The Second Coming: The Passion of Joe Panther
- First edition
- Author: Andrew Masterson
- Language: English
- Genre: Novel
- Publisher: Flamingo, Australia
- Publication date: 2000
- Publication place: Australia
- Media type: Print Paperback
- Pages: 358 pp
- ISBN: 0-7322-6804-4
- OCLC: 45602827
- Preceded by: The Letter Girl
- Followed by: Death of the Author

= The Second Coming (Masterson novel) =

Book by Andrew Masterson

The Second Coming: the Passion of Joe Panther is a Ned Kelly Award-winning novel by the Australian author Andrew Masterson, published in 2000. It is a sequel to the author's first novel The Last Days : The Apocryphon of Joe Panther Andrew published in 1998.

==Abstract==
"There is no god," I told him. Then I drove the syringe up into his nostril and straight through the side of his nose. Joe Panther is a psychotic, alcoholic, violent, substance-abusing heroin dealer.

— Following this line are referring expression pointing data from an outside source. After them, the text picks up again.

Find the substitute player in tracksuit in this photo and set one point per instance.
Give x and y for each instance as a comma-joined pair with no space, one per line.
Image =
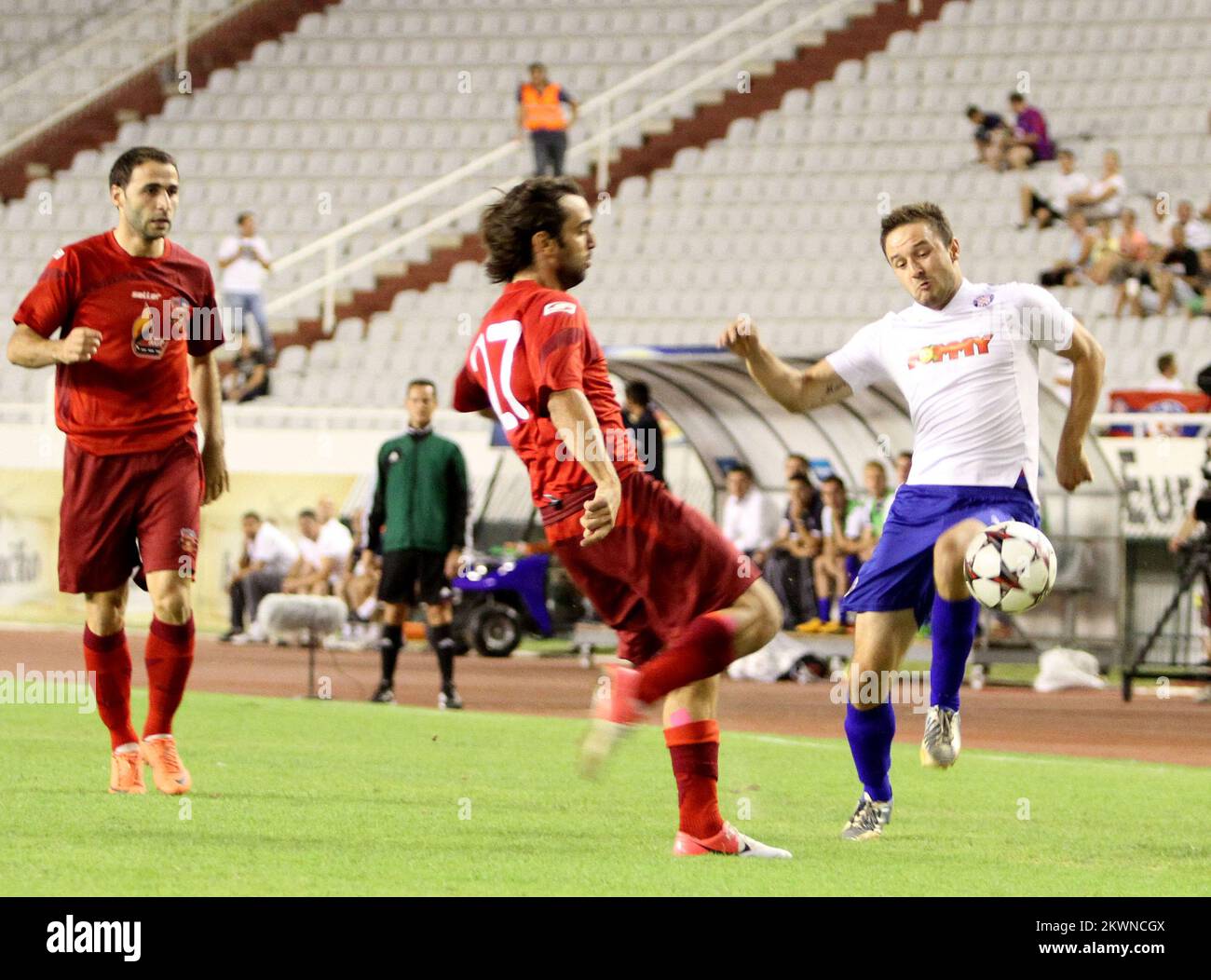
418,524
683,601
965,358
137,322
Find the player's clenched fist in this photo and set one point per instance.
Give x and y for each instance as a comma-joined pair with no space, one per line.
600,514
79,346
740,337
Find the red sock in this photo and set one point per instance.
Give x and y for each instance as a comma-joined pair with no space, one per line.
695,751
703,649
170,654
108,660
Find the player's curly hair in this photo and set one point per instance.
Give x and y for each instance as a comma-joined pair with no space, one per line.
923,211
509,225
124,166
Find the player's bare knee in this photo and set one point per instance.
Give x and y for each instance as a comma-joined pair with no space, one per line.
173,607
768,613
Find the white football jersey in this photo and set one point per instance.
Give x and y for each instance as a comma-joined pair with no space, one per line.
970,374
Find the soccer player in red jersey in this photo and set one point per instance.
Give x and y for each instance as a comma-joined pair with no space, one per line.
683,601
137,322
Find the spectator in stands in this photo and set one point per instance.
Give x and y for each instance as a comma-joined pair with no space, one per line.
1198,233
645,429
325,548
1176,275
1107,196
540,116
249,378
988,134
797,465
750,521
830,568
1105,254
1028,141
873,509
1134,251
267,556
798,541
1166,375
1060,189
1081,249
245,259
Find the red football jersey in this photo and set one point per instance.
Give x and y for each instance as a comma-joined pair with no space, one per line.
133,395
536,341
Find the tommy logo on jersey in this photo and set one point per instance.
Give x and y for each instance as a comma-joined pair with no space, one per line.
932,354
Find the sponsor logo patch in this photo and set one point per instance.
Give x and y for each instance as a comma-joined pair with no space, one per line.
932,354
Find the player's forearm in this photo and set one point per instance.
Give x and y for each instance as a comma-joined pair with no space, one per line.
1086,388
204,383
778,379
27,349
577,426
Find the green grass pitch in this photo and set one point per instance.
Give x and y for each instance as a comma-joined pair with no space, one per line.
343,798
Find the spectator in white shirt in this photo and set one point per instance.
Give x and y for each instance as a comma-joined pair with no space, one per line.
1166,375
840,521
323,557
750,521
1053,202
245,259
1198,234
788,567
267,556
1107,196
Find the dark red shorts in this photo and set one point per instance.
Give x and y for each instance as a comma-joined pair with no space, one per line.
120,511
662,565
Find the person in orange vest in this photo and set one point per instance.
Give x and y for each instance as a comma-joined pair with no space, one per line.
540,116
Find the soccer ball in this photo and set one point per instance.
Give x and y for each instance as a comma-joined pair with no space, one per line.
1010,565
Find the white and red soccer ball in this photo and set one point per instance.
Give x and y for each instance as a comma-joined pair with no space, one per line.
1010,567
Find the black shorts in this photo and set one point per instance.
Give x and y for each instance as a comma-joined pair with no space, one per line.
412,575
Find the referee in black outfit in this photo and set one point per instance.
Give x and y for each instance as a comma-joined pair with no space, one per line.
419,526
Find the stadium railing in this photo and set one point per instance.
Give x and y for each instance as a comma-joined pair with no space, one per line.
182,24
598,145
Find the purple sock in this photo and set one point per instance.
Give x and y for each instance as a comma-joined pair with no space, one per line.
955,632
870,735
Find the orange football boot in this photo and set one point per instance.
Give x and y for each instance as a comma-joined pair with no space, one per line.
727,841
126,773
170,775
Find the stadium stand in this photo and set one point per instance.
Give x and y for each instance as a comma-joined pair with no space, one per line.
796,192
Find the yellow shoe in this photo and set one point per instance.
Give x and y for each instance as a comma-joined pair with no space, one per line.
126,773
170,775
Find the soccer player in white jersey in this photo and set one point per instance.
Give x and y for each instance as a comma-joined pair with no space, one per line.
965,358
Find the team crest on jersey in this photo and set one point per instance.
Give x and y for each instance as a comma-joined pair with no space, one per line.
156,327
970,347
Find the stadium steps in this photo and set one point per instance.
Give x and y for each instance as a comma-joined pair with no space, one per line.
225,45
863,35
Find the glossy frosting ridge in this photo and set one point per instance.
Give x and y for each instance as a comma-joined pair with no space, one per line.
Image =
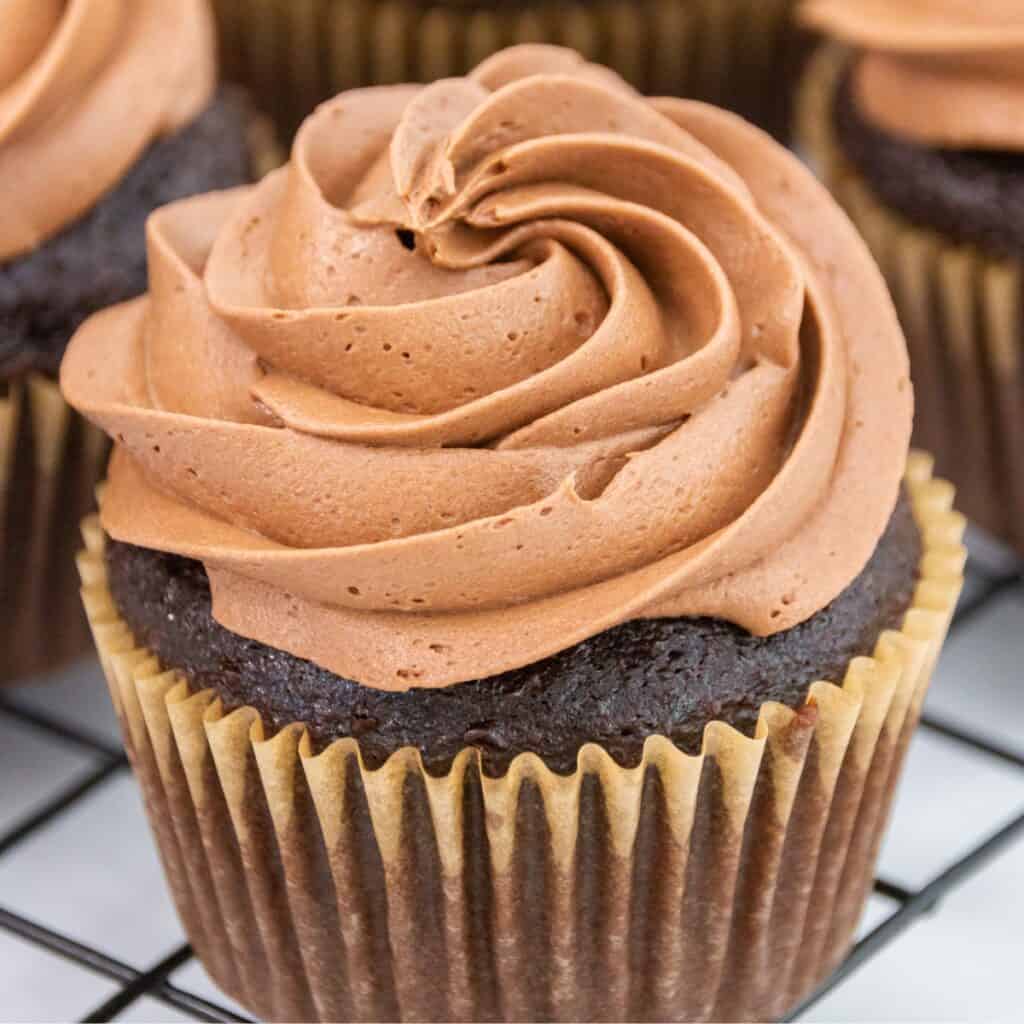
497,364
943,73
85,86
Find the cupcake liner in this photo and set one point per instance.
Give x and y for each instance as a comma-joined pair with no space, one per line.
963,312
50,463
295,53
719,886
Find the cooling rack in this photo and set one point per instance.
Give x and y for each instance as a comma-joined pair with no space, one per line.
135,982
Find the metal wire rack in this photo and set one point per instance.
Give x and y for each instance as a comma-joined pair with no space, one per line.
153,980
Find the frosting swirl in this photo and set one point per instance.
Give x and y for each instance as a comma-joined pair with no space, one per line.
497,364
944,73
85,86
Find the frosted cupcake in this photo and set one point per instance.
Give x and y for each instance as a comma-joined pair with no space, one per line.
915,125
744,54
108,109
494,488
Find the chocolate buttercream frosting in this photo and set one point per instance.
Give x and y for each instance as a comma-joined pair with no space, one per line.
498,364
941,73
85,87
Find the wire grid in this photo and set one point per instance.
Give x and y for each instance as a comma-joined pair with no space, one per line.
153,981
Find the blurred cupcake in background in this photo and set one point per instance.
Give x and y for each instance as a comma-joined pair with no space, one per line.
742,54
914,116
495,488
108,110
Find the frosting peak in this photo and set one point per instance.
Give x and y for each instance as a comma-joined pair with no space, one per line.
85,85
497,364
945,73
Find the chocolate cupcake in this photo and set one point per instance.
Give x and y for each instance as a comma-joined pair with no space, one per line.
108,110
466,601
915,125
743,54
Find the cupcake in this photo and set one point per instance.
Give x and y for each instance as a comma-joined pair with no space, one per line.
744,54
913,118
495,489
108,109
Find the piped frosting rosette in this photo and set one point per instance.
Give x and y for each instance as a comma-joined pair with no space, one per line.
497,364
947,73
85,86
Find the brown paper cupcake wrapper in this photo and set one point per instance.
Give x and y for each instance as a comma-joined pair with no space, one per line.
50,463
963,312
295,53
722,886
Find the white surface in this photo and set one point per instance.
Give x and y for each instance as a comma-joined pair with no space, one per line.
93,872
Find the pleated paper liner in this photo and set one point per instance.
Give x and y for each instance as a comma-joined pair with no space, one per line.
295,53
50,463
963,312
722,886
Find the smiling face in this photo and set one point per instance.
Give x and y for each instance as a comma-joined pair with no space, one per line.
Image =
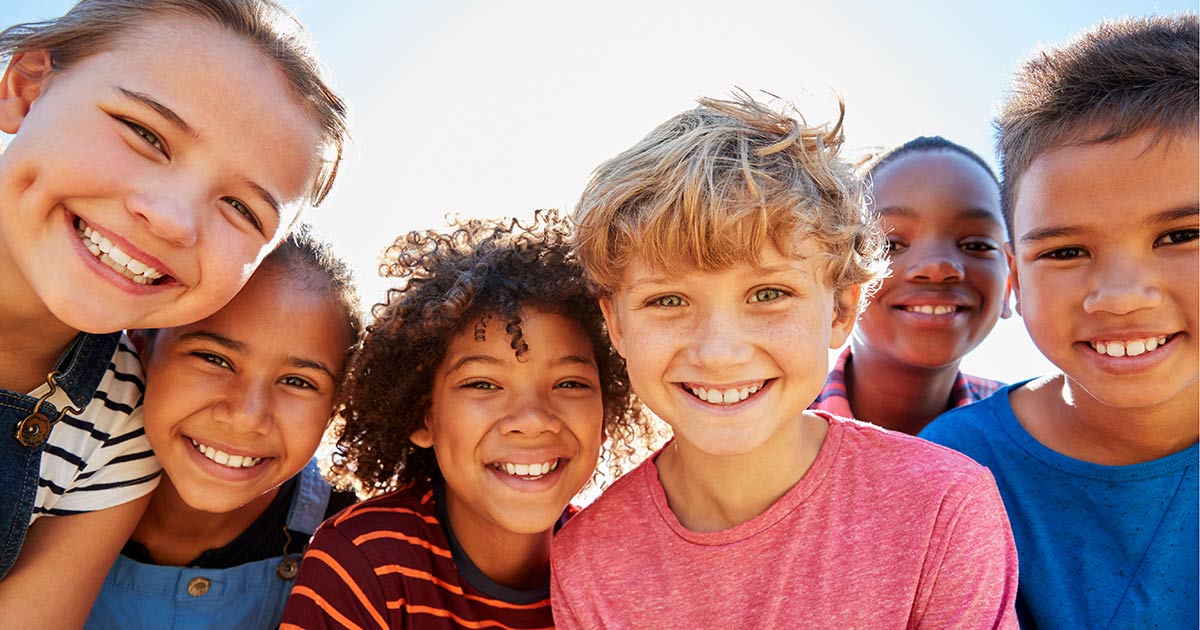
1105,267
948,283
730,358
145,181
233,407
515,439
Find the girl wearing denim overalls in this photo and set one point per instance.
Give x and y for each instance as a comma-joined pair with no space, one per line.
131,196
235,406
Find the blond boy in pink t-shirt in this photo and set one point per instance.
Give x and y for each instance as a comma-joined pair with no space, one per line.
731,251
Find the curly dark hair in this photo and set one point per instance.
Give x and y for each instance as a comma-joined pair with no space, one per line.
475,271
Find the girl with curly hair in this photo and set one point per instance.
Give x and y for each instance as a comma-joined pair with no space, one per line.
478,407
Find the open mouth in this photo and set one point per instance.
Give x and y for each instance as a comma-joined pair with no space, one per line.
225,459
925,309
1131,347
725,396
528,472
115,258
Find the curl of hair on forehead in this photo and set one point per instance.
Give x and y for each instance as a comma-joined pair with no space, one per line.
95,25
713,186
449,282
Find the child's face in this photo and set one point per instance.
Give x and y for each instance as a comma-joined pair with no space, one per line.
515,439
727,358
949,279
181,151
237,403
1105,265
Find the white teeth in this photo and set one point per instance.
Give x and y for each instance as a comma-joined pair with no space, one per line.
727,396
225,459
115,258
527,471
1128,348
931,310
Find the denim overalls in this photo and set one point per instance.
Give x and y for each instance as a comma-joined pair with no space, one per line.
245,597
79,372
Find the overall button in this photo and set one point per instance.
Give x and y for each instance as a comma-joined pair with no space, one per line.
198,587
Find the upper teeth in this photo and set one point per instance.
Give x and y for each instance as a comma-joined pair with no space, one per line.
931,310
533,471
117,259
225,459
1128,348
725,396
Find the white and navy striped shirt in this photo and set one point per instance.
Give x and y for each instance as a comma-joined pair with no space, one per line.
101,457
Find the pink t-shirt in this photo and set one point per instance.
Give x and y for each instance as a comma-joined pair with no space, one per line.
885,531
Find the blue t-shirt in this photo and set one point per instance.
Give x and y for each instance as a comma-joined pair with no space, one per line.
1099,546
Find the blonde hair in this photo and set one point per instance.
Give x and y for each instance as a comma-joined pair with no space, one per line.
94,25
713,186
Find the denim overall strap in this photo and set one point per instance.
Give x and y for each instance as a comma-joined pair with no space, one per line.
81,370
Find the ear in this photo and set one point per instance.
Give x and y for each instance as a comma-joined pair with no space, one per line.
1014,282
23,82
421,437
612,322
843,325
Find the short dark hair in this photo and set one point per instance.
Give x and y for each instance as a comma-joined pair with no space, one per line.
923,144
1114,81
448,281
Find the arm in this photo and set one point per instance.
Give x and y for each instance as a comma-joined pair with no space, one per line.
63,567
336,587
970,576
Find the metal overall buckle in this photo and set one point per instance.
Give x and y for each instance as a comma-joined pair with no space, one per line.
35,429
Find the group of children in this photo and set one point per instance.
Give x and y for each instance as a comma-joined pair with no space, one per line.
165,478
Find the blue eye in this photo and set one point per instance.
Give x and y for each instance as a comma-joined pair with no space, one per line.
767,295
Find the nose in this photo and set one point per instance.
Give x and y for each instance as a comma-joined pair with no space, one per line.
244,406
718,341
934,263
1121,286
529,413
172,216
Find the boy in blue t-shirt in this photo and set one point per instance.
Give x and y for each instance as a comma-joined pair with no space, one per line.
1097,465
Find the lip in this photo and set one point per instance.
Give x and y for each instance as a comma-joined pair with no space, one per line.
113,277
731,408
1129,365
223,472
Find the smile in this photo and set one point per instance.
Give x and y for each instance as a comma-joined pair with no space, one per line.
529,472
725,395
225,459
114,257
1132,347
930,309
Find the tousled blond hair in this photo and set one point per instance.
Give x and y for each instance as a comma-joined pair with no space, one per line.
713,186
95,25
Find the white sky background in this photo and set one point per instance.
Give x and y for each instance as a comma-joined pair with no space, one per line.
497,108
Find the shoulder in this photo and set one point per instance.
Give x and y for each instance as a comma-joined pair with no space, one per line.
901,461
615,513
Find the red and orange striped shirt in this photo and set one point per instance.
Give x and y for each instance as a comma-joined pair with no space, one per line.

He is also, he believes, Joshua Ben Pantera, born two thousand years ago, the son of Mary and the Lord God Yaweh Himself, not dead yet, the crucified Jesus: still around, abandoned by his Father, abused by the world, and as pissed off as hell.

==Awards==
- Ned Kelly Awards for Crime Writing, Best Novel Award, 2001: joint winner

==Reviews==
The reviewer in "Barcelona Review" noted: "Masterson has delivered a beaut. The crime story-line in The Second Coming is much better [than the first novel], in fact - more in control, with the final clue to the identity of one of the killers coming down to the sort of quirky detail Colombo would spot."